Endlich ist es vollbracht. Nach unendlicher Wartezeit ist die lange angekündigte dritte Scheibe der Bay-Area-Veteranen HEATHEN in die Läden gewandert. Man hat es schon gar nicht mehr glauben wollen. Als die Band vor guten fünf Jahren ein Drei-Song-Demo mit neuem Material über ihre Homepage der Öffentlichkeit preisgab, hagelte es Euphorie im Überfluss. Und das völlig zu Recht, denn 'Dying Season', 'Empty Nothingness' und 'Arrows Of Agony' sind allesamt grandiose Frisco-Killer, die die Band mit Düsenantrieb an die wohlverdiente Spitze der Thrashbewegung katapultiert hätten. Auch die nachfolgenden Audienzen auf deutschen Bühnen bestätigten den exzellenten Eindruck. Um ehrlich zu sein, übertrafen sie die akustische Zur-Schau-Stellung durch ein ungeahnt agiles, wie auch mitreißendes Auftreten um einiges. Die Zeichen standen auf Sturm. Falsch: Auf Orkan.
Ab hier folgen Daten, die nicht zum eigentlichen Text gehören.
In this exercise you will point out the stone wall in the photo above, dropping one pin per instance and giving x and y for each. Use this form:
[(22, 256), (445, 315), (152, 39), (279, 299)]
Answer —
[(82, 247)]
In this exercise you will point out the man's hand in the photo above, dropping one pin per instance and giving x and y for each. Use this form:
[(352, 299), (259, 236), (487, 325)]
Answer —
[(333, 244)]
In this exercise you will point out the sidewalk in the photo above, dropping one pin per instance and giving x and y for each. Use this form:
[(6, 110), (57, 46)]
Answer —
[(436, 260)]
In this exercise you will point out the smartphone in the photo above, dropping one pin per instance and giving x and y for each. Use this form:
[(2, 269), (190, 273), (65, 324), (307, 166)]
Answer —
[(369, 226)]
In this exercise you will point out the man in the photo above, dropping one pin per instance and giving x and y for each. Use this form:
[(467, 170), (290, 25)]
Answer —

Aber jeder Orkan verliert mit der Zeit an Energie und Durchschlagskraft. Und bei HEATHEN wollte es aufgrund allseits bekannter Umstände nicht wirklich vorwärts gehen. Mister Altus stieg in der Zwischenzeit noch nebenberuflich bei seinen Buddies von EXODUS ein und bildet so nun mit dem Holt-Jungen das wahrscheinlich tödlichste Saitendoppel des bald explodierenden Universums. Aber leider auch ein Unterfangen, welches sein eigentliches Baby nicht gerade beschleunigt wachsen lässt. Egal, genug der Analyse und der kritischen Untertöne, erfreuen wir uns an den 68 Minuten Musik, die uns HEATHEN auf "The Evolution Of Chaos" servieren.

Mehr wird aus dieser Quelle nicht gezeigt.